Meta-learning with Latent Embedding Optimization (2019)

Contents

  1. Abstract
  2. Introduction
  3. Methodology
    1. Problem Definition
    2. Model
    3. Zero-shot Learning
    4. Network Architecture


0. Abstract

Gradient-based Meta-Learning techniques의 어려움 :

  • HIGH-dimensional parameter space in LOW-data regimes에서 작동할 때!


이 논문에서는 위의 문제를 다음의 방식으로 극복함

  • learn a data-dependent “latent generative representation” of model parameters
  • perform gradient-based meta-learning in this “low-dimensional latent space”

\(\rightarrow\) LEO (Latent Embedding Optimization)을 제안한다


1. Introduction

LEO (Latent Embedding Optimization)의 2가지 장점

  • 1) Initial parameters for a new task are “conditioned on the training data”,

    which enables “task-specific starting point”

  • 2) by optimizing in the LOWER-dimensional input, can be done more “EFFICIENTLY”


2. Model

2-1. Problem Definition

Settings & Notation

  • 가정 : N-way K-shot
  • task instance \(T_i\)는 task distribution \(p(T)\)에서 sample됨

  • t개의 task : \(T_1\) ,…\(T_t\) ( 이들은 train/valid/test로 구분)

    • \(T_1\) ~ \(T_m\) : train task ( training meta-set= \(S^{tr}\) )
    • \(T_{m+1} \sim T_n\) : validation task ( validation meta-set= \(S^{val}\) )
    • \(T_{n+1} \sim T_{t}\) : test task ( test meta-set= \(S^{test}\) )
  • 위의 각 세 세트의 데이터들은, 다음으로 구분

    ex) \(S^{tr} = (D^{tr}, D^{val}, D^{test})\)

    • \(\mathcal{D}^{t r}=\left\{\left(\mathbf{x}_{n}^{k}, y_{n}^{k}\right) \mid k=1 \ldots K ; n=1 \ldots N\right\}\).
  • 헷갈리지 말기!

    • \(D^{val}\) : used to “optimize loss function”
    • \(S^{val}\) : used for “model selection”


2-2. MAML ( MODEL-AGNOSTIC META-LEARNING )

Goal :

  • aims to find a “single set of params \(\theta\)“,

    which uses a “few” optimization steps,

    that can be successfully “adapted to any novel task”


Notation

  • task-specific model parameters : \(\theta_{i}^{\prime}\)

  • \(\theta_{i}^{\prime}=\mathcal{G}\left(\theta, \mathcal{D}^{t r}\right)\) ( 여기서 \(\mathcal{G}\) 는 gradient descent & \(D^{tr}\)는 task \(i\)에 해당하는 dataset )

  • task별 updating equation : ( = adaptation procedure )

    \(\theta_{i}^{\prime}=\theta-\alpha \nabla_{\theta} \mathcal{L}_{\mathcal{T}_{i}}^{t r}\left(f_{\theta}\right)\).

    • \(\alpha\) : can be meta-learned ( ex.

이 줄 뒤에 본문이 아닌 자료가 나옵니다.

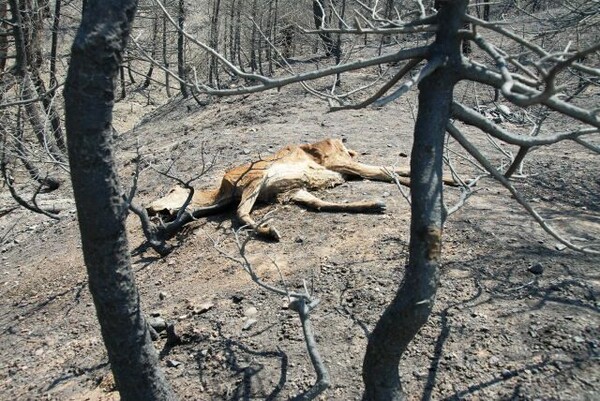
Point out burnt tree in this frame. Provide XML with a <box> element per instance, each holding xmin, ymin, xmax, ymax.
<box><xmin>64</xmin><ymin>0</ymin><xmax>175</xmax><ymax>401</ymax></box>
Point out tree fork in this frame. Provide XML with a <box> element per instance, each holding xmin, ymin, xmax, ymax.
<box><xmin>363</xmin><ymin>0</ymin><xmax>467</xmax><ymax>401</ymax></box>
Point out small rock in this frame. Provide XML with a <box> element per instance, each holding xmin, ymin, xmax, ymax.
<box><xmin>167</xmin><ymin>359</ymin><xmax>181</xmax><ymax>368</ymax></box>
<box><xmin>244</xmin><ymin>306</ymin><xmax>258</xmax><ymax>317</ymax></box>
<box><xmin>488</xmin><ymin>355</ymin><xmax>500</xmax><ymax>366</ymax></box>
<box><xmin>148</xmin><ymin>317</ymin><xmax>167</xmax><ymax>333</ymax></box>
<box><xmin>192</xmin><ymin>302</ymin><xmax>215</xmax><ymax>315</ymax></box>
<box><xmin>498</xmin><ymin>104</ymin><xmax>512</xmax><ymax>116</ymax></box>
<box><xmin>242</xmin><ymin>319</ymin><xmax>258</xmax><ymax>331</ymax></box>
<box><xmin>527</xmin><ymin>263</ymin><xmax>544</xmax><ymax>275</ymax></box>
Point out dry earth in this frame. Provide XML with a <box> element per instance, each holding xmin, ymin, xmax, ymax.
<box><xmin>0</xmin><ymin>76</ymin><xmax>600</xmax><ymax>401</ymax></box>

Meta-SGD, 2017 )
  • meta parameter의 updating equation :

    \(\theta \leftarrow \theta-\eta \nabla_{\theta} \sum_{\mathcal{T}_{i} \sim p(\mathcal{T})} \mathcal{L}_{\mathcal{T}_{i}}^{v a l}\left(f_{\theta_{i}^{\prime}}\right)\).


2-3. LEO (Latent Embedding Optimization) for Meta-Learning

high-dimension에서 벗어나서 low-dimension에서 GD가 이루어지면 GOOD!

\(\rightarrow\) achieve this by learning a “STOCHASTIC LATENT SPACE” with an information bottleneck, conditioned on the input data


MAML vs LEO

  • MAML : learn unique set of model parameters \(\theta\)

  • LEO : learn a “generative distribution” of model parameters


(1) Model Overview

figure2


Parameter

  • Encoder 부분 : encoder (\(\phi_e\)) + relation network (\(\phi_r\))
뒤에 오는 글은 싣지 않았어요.